4. Advantages and shortcomings of surface-active agent-based PET antistatic agents

Surface-active agent type PET antistatic agents have the following advantages, which make them favored in the antistatic application of PET materials. First of all, this type of antistatic agent can significantly reduce the static buildup on the surface of PET materials, thus effectively reducing problems such as dust adsorption, static sparking and static damage, and enhancing the appearance and service life of the materials. Secondly, the surface-active agent type antistatic agent can be added in a flexible way, and can be added directly to PET resin for blending without complicated process. In addition, the surface-active agent type antistatic agent usually contains polar groups or ionic groups, these groups in the PET surface to form a thin and uniform conductive layer, so that the surface of the material has excellent antistatic and conductive, enhance the stability and durability of the antistatic effect. Because of its good thermal stability, it performs particularly well in applications such as textiles, packaging and electronics, which require long-term antistatic properties. Overall, surface-active agent-based PET antistatic agents are an efficient, economical and widely used antistatic material option.

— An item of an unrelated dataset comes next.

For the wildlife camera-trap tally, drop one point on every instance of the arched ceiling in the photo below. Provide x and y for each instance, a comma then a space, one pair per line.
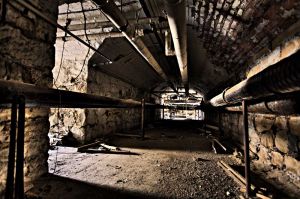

However, combined with the method of use and the mechanism of action, the coated surfactant antistatic agent is greatly affected by the external environment, which is seriously dependent on the humidity of the environment, the humidity is too low will affect the arrangement of hydrophilic groups, is not conducive to the formation of conductive protective layer, and ultimately affects the antistatic properties[19],and its durability is poor, easy to come off in the process of use by water washing and friction.

For internal mixed surfactant antistatic agent, if the antistatic molecules and polyester compatibility is good, then when the antistatic molecular layer on the surface of PET polyester material is subjected to ring-breaking, the internal molecules migrate too slowly to the surface, and can not replenish the loss of antistatic agent in a timely manner; if the compatibility is poor, but also due to the antistatic molecules have a tendency to migrate to the surface, resulting in the migration of antistatic molecules is too fast, and the antistatic effect will be lost prematurely Loss. [20]

5. Reach a verdict

At present, in the field of surface-active agent type PET antistatic agent, although many types of antistatic agent and the use of methods have been developed, but a variety of surface-active agent type antistatic agent have their shortcomings exist, and many methods are still in the research stage. In the future, as PET materials become more widely used, our ultimate goal is to develop industrialized PET polyester products that combine good antistatic effects, low cost, and excellent mechanical and thermal stability. I think that in the surface-active agent type antistatic agent this single track, we can have some innovation and progress, in the original advantages of surfactants, try to gradually overcome its shortcomings, improve its durability and processing adaptability; at the same time should also focus on the green development, improve its environmental protection, and how to achieve this goal on the basis of the existing methods still need a lot of work.